General Design calls in Software

Back in 2012, when I started my first Position as a Backend-Engineer, our team’s main goal was to improve Scalability and Availability, to support more customers and larger workloads.
It cost my team leader and me many nights and weekends, not to mention the number of emails and calls coming from management repeatedly asking for status.
The months that followed were challenging, exhausting, solving problem after problem, and giving less attention to code new features and more on stabilizing and reverse-engineer old components.
Still, it was a constant pain. You cannot keep marketing your product without making sure your system is up for the challenges it may bring up.

Let us first ask ourselves, what are the qualities you expect from any software application? What are the aspects that a professional developer should know?

Consistency

how consistent is my application in terms of:

If you give me the same input over and over again, will I provide the same result? That’s not obvious, especially if you fetch data from external resources that you have no control over.
Is the performance more or less similar for the same load?
will all your users be exposed to the same information

Do not think that inconsistency necessarily points to a malfunctioned application. For specific features, you would rather have un consistent results than a low latency response.

For example, if you manage a large e-retail store that provides a recommendation list that should be updated after each purchase, how important is it to have that list refreshed as soon as possible? Would you postpone essential transactions so that the customer will have it up to date?

Availability

What’s the uptime I can promise my customers? Are there any single points of failure? It may be a complicated question when you have many different components, and each has its probability of shutting down. On that note, you also need to ask yourself if you have proper fail-over procedures and an alert system.

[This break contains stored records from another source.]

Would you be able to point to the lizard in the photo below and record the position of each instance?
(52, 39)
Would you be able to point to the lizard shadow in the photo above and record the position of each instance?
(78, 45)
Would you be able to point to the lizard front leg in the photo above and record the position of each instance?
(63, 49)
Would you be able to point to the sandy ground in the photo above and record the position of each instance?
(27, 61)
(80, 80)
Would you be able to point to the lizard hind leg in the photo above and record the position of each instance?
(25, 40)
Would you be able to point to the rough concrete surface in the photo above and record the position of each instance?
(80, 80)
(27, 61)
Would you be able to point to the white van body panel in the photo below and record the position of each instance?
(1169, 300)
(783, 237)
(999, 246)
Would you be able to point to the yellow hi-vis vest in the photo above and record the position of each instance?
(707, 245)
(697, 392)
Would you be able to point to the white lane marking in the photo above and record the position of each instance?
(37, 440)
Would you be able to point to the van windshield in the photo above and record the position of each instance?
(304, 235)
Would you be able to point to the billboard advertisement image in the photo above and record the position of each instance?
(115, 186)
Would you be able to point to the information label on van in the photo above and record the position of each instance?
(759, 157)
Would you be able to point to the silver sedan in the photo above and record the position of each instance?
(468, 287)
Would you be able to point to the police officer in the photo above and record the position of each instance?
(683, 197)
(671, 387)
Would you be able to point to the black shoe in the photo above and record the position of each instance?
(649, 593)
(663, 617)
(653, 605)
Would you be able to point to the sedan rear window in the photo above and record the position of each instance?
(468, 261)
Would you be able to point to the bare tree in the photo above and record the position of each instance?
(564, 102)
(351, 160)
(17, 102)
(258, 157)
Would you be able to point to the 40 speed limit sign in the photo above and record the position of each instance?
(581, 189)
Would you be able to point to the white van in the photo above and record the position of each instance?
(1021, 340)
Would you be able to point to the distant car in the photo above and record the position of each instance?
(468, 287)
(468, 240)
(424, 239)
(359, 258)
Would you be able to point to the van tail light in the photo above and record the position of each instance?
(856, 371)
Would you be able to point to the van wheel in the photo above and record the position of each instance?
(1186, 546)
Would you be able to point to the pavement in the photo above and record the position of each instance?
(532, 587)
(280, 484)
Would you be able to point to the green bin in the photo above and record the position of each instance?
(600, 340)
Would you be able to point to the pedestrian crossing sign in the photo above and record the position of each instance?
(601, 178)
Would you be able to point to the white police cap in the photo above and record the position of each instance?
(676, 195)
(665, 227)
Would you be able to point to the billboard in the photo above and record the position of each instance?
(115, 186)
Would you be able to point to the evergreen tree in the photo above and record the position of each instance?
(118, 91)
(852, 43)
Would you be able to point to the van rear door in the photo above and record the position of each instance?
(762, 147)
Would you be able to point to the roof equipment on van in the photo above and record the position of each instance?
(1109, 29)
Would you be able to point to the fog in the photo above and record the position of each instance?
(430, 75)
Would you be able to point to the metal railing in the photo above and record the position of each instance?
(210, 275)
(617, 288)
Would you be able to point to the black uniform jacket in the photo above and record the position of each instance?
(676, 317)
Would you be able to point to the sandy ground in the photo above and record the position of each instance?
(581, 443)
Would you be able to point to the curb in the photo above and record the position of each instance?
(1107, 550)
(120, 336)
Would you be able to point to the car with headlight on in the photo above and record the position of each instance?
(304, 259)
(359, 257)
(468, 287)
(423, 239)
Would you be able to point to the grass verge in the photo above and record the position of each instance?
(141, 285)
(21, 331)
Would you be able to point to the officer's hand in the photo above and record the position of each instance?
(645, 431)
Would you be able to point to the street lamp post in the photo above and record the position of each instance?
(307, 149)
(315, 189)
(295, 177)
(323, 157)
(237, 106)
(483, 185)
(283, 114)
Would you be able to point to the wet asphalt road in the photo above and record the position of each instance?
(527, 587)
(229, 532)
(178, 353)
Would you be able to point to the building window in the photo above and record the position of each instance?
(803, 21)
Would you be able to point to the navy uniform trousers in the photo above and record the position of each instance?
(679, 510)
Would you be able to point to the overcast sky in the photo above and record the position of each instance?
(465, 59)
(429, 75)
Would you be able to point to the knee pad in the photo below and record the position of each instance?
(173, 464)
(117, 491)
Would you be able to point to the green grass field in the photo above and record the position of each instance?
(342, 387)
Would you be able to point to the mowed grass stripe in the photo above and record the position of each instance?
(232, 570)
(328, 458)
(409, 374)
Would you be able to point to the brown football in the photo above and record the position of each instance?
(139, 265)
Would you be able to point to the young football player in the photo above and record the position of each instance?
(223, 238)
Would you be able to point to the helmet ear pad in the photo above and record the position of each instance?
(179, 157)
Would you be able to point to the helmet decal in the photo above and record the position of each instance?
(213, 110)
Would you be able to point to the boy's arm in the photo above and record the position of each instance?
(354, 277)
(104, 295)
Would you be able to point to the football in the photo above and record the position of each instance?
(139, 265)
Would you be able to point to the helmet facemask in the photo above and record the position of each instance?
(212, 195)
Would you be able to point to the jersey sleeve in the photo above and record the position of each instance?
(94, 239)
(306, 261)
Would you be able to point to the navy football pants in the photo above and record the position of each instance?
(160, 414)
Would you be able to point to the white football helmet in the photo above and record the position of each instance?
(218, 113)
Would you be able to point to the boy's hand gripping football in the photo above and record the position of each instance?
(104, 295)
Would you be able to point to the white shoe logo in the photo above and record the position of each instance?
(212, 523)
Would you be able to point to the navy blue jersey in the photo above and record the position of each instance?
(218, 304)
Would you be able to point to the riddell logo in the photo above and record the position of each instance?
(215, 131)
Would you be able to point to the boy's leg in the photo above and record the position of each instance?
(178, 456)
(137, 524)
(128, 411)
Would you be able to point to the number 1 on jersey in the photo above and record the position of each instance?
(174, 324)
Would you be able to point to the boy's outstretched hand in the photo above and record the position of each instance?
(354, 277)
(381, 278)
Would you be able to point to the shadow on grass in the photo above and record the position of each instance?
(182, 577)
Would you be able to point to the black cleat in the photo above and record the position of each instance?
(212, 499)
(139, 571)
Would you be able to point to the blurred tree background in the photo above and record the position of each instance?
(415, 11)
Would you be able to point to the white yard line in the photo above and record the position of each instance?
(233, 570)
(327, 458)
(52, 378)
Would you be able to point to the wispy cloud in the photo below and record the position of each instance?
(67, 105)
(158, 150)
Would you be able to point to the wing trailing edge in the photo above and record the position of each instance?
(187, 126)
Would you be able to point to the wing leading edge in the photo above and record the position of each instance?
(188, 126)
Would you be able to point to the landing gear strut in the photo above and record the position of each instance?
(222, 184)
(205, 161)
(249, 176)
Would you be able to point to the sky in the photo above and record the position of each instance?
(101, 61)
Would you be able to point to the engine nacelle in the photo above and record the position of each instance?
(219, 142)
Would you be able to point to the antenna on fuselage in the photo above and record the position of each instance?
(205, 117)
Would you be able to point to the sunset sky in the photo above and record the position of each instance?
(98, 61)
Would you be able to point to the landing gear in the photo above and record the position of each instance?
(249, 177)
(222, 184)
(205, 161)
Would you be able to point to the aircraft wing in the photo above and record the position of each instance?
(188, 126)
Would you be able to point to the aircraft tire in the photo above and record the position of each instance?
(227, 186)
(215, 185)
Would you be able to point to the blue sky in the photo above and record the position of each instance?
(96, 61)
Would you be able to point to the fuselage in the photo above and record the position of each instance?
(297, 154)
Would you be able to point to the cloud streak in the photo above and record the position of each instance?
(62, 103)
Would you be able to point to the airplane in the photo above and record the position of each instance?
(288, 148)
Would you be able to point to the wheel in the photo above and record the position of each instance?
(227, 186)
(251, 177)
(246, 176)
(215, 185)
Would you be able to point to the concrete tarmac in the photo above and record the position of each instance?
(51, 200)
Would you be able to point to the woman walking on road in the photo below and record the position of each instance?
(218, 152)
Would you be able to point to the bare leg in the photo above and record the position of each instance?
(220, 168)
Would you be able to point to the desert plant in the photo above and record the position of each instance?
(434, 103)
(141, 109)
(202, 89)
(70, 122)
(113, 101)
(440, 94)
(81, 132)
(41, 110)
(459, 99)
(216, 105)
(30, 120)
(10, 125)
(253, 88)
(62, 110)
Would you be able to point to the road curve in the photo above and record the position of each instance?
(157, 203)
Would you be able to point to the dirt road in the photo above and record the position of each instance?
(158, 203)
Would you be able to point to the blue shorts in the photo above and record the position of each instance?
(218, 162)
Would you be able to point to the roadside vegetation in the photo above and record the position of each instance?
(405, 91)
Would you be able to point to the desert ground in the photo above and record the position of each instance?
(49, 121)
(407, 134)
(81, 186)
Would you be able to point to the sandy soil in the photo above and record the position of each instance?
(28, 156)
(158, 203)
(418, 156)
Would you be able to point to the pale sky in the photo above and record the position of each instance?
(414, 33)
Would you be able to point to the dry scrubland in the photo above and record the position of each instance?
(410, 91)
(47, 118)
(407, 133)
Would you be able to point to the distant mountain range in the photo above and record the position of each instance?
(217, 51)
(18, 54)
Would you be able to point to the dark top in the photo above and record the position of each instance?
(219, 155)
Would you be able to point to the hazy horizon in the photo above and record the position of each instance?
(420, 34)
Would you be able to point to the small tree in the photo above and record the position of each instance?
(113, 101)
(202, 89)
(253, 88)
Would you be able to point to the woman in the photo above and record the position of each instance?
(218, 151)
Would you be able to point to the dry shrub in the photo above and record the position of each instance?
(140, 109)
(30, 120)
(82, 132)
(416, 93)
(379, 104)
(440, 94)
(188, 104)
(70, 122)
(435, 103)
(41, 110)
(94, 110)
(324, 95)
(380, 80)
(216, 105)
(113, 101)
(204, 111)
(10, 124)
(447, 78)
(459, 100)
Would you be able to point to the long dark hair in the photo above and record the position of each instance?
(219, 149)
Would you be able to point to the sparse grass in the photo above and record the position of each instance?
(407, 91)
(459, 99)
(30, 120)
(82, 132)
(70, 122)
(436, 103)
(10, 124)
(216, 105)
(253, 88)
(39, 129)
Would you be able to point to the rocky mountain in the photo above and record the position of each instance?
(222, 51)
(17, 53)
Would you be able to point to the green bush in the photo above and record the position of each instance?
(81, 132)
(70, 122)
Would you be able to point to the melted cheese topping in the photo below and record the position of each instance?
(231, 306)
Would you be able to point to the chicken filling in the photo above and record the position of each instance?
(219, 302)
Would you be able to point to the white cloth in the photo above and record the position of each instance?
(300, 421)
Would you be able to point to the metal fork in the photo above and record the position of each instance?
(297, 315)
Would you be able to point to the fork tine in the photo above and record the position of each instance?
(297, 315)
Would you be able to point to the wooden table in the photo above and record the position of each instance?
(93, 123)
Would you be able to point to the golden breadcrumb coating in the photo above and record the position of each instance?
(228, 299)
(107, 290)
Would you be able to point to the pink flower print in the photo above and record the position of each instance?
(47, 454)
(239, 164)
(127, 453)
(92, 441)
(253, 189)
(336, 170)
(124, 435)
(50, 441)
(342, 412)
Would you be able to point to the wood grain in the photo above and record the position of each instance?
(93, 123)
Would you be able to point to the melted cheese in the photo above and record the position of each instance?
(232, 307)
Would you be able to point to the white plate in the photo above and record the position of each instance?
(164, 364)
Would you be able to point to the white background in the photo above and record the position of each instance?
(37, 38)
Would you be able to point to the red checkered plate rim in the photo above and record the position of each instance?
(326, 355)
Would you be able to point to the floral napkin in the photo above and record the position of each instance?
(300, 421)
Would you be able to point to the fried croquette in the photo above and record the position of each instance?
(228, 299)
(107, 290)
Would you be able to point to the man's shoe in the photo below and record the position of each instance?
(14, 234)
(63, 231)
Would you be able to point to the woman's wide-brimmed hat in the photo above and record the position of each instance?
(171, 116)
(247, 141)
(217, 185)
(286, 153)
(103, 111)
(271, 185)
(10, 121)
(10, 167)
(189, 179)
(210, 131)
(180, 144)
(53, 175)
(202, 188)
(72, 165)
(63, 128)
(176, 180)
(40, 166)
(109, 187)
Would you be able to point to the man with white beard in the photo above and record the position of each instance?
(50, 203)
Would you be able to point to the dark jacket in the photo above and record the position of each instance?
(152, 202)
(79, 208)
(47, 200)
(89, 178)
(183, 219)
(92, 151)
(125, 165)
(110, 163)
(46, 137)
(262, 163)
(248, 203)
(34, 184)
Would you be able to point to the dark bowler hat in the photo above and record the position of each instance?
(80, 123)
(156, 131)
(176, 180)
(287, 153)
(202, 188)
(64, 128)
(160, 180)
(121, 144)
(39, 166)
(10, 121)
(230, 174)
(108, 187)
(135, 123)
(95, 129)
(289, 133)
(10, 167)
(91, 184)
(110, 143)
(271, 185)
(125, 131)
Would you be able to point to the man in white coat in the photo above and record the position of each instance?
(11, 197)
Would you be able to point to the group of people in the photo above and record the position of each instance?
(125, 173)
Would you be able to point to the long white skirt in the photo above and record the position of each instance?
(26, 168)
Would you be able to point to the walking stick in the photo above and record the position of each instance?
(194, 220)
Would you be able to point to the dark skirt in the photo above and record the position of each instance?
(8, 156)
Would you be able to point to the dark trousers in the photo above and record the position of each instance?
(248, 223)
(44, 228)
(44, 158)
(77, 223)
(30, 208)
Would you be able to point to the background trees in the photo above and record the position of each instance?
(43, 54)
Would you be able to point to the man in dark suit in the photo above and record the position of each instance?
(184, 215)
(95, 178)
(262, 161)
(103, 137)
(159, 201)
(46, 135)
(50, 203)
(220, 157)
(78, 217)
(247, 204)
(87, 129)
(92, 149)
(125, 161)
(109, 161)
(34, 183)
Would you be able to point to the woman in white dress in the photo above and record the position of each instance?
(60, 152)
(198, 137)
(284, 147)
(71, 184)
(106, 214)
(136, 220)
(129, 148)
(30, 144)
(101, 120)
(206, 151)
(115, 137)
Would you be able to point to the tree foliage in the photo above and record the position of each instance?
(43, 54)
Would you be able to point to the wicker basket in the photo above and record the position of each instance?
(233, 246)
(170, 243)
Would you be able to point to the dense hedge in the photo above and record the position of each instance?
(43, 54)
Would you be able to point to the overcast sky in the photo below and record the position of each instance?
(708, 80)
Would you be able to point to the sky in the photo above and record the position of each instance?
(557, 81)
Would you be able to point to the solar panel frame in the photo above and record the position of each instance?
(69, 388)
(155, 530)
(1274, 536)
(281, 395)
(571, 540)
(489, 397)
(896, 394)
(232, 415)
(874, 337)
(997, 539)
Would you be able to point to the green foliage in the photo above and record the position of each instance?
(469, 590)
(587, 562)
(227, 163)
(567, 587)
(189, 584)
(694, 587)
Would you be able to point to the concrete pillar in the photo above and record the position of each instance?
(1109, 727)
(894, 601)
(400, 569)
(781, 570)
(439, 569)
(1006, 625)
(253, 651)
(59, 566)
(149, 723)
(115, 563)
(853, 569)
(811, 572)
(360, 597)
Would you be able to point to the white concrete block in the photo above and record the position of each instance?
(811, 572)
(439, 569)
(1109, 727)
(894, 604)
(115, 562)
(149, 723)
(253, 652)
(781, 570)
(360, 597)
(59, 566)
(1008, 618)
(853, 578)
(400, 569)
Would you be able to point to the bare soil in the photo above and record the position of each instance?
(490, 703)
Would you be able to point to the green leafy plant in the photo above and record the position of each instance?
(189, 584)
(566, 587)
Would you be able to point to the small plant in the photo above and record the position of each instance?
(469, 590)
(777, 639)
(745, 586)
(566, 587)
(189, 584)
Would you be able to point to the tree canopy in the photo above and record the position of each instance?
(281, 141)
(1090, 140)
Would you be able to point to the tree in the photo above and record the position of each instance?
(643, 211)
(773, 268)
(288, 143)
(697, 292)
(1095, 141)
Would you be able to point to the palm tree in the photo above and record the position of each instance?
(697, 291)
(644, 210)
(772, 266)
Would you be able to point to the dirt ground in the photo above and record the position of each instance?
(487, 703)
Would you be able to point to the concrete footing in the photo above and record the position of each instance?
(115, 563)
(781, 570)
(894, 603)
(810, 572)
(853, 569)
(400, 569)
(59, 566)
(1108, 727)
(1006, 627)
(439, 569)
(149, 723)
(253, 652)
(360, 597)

We should also ask ourselves, how do we provide an SLA(service level agreement) when using external resources? Especially when the SLA is not dependent on us but on another company’s product which we have no control of:

We should never stop serving customers solely because 1 of our external providers collapsed, should provider X crash down or return a delayed response, how will it affect your application?
Don’t ever be dependent on a single external resource, also make sure you have 2–3 more resources providing the same type of service but don’t overdo it. The trade-off is merging more pieces of data and trust me. It’s not simple.
Use timeouts and consider wrapping the logical component, which sends the requests, with a circuit breaker. There is nothing worse than a slow response, even one which, eventually, returns a proper result.
Pessimist Development
Yeah, sounds pretty dire, but we should always assume the worse case, and it doesn’t have to be on our account, especially in the open-source world where we live. Check out some stability & capacity patterns that may help you confine errors to certain parts of your application instead of crashing down the entire system. Release it By Michael T. Nygard extrapolate on these matters pretty well, and I highly recommend you to read it, worth every penny.

Stability

The ability of an application’s architecture to handle growth in workloads and what is required for it to manage growth, here you should be familiar with two terms :

Horizontal Scaling (scale-out) — adding more machines to the component’s node cluster. Ideally, it will produce linear scalability.
Vertical Scaling (scale-up) — boosting hardware power (CPU, SSD, etc.) to already existing clusters.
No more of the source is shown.